The SCL operates a working seed bank, similar to a passbook savings account for seed users. Users who want to store seeds for future use can deposit them in the bank, then withdraw them later. The single largest user is the Hawai`i Plant Extinction Prevention Program (PEP). The SCL also acts as a germplasm seed bank, akin to a Noah's Ark or insurance policy for endangered plants. The SCL played a key role in helping to save wiliwili (Erythrina sandwicensis) during the wiliwili gall wasp outbreak in 2005 by storing ~100,00 seeds from all of the main Hawaiian Islands. The Seed Conservation Laboratory currently (July 2012) holds approximately 2,000 accessions, containing 4.5 million seeds.
The SCL began in 1992 as a joint venture between Lyon Arboretum and the University of Hawai`i Center for Conservation Research and Training.
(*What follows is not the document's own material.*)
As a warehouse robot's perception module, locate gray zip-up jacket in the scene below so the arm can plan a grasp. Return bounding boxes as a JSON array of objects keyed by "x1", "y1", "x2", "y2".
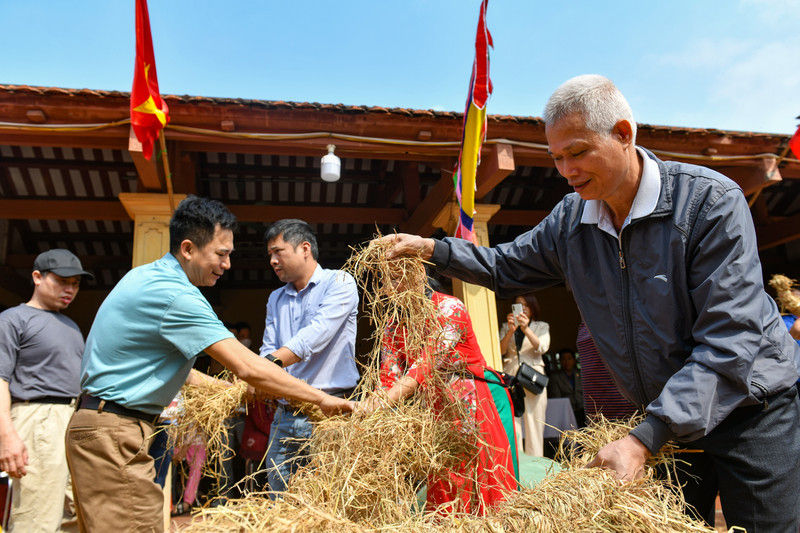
[{"x1": 432, "y1": 148, "x2": 798, "y2": 453}]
The original purpose of the collaboration was to begin a restoration ecology program on the Arboretum grounds. In 1995, the laboratory began research to develop methods for storage of native plant seeds. In 1998, the Secretariat for Conservation Biology (now the HI Conservation Alliance) funded the lab's studies, leading in 2001 to the production of an on-line native plant seed storage manual. In 2000, with help of grants from the US Army Natural Resources Program and the HI State Department of Land and Natural Resources, the lab started a seed bank to conserve seeds of native Hawaiian plants. The seed bank has since become an important part of Hawaiian plant conservation programs.